Went to see Mean Girls last night with Jon and Cameron who were most embarassed that I was laughing loudest in the cinema. I was slightly perturbed by Lindsey Lohan's freckle on her lip but found the film absolutely hilarious. I won't go on about the plot but it's very teen, camp and fabulous. Not quite Heathers but funny nonetheless. Ana Gasteyer was in it and hasn't she changed from her Divas skit?! She reminded me of my pre-op transsexual friend, Becky who used to be called Robert. Not a good look Ana and a bit of botox wouldn't hurt either!
It also turns out that Deborah had actually dropped her car keys in the street which is how her car was stolen. I couldn't help but laugh and thought about going over to offer commiserations/ insert bitchy comments into the conversation but didn't have time. It was her birthday though so may buy her a toy car cos it's the only set of wheels she'll be getting seen as the insurance won't be paying out for her faux pas.

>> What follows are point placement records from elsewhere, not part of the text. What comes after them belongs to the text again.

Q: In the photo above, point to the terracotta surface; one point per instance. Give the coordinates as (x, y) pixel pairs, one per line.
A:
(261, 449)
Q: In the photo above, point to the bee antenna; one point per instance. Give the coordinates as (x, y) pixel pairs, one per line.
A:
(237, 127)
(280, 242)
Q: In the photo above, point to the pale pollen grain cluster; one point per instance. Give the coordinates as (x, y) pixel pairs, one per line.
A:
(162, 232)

Heather - my satanic boss - is going on holidays today and I just know that she's planning to piss me off by draggin' my ass round for not hitting targets. I've got a target of her's I'd like to hit - her moustache. So 2 weeks without Big H will be like 2 weeks holiday for myself - but then again, I manage to do so little, every day is a holiday in this place! Heather's manager, the newly slimmed Linda was coaching me the other day and fedback yesterday that my work was simply - divine. I could tell that Heather practically choked on her own bad dress sense when I told her. To be fair, she's been not too bad recently especially when I mentioned I may visit my doctor for work stress. I have spent most of yesterday and today in work checking out flights and hotels for next year, rather than work my ass off I'm working out which boutique hotel to stay at NYC. David planted the seed and think we're off to the west coat aswell and hitting San Francisco!!! I've been reading up on it and am creaminy me knickers at the thought of going to the gayest place on earth - other than my Bette Davis and Joan Crawford DVD Collection. Want to book pronto cos the deals are fab but David being the pauper that he pretends to be will take an age to cough up the cash. Who cares though it's 5 nights in San Fran and 5 in NYC - sounds divine!